This study addresses the challenge of constructing theoretically guaranteed prediction intervals for stationary Markov processes without relying on specific model structures. The authors propose Markov Distributional Conformal Prediction (MDCP), a method that estimates the transition distribution function and applies a probability integral transform to convert the Markov sequence into approximately independent and identically distributed samples, thereby embedding it within a model-free distributional conformal prediction framework. This work is the first to extend distributional conformal prediction to Markov processes, establishing non-asymptotic unconditional coverage error bounds and proving asymptotic validity of conditional prediction intervals under a mild \(L^p\)-m-approximability condition. Empirical results demonstrate that MDCP significantly outperforms baseline approaches such as model-free bootstrap methods in finite-sample settings.

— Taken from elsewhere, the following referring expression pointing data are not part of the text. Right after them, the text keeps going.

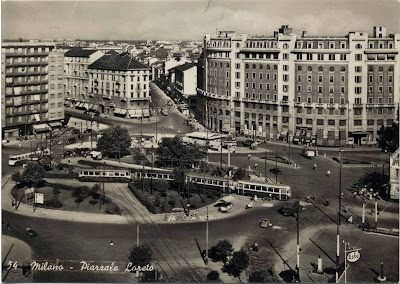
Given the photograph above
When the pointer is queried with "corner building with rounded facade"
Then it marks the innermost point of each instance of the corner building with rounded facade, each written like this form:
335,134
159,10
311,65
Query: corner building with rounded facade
336,89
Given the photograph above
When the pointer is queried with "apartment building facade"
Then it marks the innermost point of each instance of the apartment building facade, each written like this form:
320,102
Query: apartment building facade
394,175
76,75
119,85
338,89
32,88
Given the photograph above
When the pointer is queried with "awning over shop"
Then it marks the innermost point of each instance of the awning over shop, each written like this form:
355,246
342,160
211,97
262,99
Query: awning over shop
135,113
55,124
41,128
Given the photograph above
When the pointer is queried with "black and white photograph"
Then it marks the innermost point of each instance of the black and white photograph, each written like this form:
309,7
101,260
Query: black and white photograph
214,141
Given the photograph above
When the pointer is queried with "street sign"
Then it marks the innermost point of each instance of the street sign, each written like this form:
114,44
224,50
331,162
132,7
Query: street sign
39,198
353,256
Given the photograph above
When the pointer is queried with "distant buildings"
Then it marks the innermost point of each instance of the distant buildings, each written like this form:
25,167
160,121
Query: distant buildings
119,85
185,81
76,76
394,175
338,89
32,88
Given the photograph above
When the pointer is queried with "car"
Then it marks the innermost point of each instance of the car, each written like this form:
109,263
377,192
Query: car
31,232
286,211
264,223
247,143
164,112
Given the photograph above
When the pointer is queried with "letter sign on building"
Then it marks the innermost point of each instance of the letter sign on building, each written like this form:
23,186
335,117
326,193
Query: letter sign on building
353,256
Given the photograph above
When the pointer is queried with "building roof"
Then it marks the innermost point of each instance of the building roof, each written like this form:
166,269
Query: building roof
119,62
184,67
79,52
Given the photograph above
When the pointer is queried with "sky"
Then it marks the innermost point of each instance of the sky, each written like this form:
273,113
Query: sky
191,19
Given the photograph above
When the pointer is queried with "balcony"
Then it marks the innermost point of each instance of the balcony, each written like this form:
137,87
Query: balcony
26,83
34,111
26,93
27,63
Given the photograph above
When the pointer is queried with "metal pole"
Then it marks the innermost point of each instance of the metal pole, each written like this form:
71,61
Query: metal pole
298,247
137,235
363,215
338,218
276,163
345,262
104,174
376,213
151,174
206,258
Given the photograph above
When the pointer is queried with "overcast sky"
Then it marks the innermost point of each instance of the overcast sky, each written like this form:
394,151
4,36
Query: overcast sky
191,19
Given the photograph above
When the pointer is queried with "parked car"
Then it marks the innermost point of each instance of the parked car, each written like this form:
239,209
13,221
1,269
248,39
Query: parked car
286,211
247,143
31,232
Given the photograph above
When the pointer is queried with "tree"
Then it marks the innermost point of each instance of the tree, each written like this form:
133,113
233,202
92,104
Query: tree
173,152
114,142
389,137
179,179
140,255
221,250
260,276
213,276
32,174
238,263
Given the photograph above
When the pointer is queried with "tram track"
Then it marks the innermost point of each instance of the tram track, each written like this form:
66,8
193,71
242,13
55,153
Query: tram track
172,259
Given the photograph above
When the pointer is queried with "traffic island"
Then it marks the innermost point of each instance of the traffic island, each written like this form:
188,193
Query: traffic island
64,197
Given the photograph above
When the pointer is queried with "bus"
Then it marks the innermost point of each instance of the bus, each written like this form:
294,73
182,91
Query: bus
15,160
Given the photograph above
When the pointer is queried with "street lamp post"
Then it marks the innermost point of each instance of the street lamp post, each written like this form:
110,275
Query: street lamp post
339,216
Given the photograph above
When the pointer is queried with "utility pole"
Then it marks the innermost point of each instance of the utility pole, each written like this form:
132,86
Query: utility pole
137,235
339,217
151,174
276,163
206,257
376,213
298,245
104,174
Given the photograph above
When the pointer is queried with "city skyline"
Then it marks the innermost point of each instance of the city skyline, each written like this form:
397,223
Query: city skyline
184,20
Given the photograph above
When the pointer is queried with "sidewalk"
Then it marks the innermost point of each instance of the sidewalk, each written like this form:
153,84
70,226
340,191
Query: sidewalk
325,148
63,215
19,252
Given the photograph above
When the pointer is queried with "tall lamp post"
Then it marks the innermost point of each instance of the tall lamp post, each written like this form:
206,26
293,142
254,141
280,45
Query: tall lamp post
339,217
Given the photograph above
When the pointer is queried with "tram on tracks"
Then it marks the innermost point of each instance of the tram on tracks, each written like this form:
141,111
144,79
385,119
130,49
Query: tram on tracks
105,175
273,191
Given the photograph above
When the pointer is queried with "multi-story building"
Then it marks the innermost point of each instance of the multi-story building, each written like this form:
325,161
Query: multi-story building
76,76
32,88
338,89
119,85
394,175
185,81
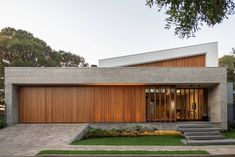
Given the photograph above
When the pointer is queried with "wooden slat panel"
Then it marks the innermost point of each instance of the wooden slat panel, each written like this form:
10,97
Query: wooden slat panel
82,104
32,105
192,61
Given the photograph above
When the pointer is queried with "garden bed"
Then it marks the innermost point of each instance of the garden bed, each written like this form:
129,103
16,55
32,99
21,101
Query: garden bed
127,152
135,135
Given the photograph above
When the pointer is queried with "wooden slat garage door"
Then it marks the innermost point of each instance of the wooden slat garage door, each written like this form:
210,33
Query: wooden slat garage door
82,104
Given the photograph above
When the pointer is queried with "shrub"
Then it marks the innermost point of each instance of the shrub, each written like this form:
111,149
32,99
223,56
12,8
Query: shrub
2,122
133,131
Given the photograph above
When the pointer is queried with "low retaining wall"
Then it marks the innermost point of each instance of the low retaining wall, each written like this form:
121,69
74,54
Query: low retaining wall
157,125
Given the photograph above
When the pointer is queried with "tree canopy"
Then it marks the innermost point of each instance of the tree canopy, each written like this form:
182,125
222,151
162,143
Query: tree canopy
20,48
188,16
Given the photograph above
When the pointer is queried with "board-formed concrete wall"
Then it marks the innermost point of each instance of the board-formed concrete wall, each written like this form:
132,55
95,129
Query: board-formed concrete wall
212,78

We introduce the Markov Distributional Conformal Prediction (MDCP) method that extends the distributional conformal prediction (previously developed for regression) to the setting of a strictly stationary Markov process. Instead of relying on a specific model structure to do prediction, the idea of distributional conformal prediction interval aligns with the Model-Free (MF) Prediction Principle. In analogy to MF prediction of Markov processes, our method exploits the probability integral transform based on estimated transition distribution functions to transform the Markov data to an i.i.d.~dataset. We show a non-asymptotic error bound of MDCPs unconditional coverage rate under a $β$-mixing condition and other standard assumptions on the kernel estimators. The asymptotic validity of the conditional prediction interval is also verified. In addition, we show that our conditional prediction interval is still asymptotically valid with Markov processes being $L^p$-$m$-approximable instead of satisfying the mixing property. Numerical simulations and real data experiments are deployed to empirically illustrate the finite-sample performance of MDCP, and compare it with the MF bootstrap prediction method.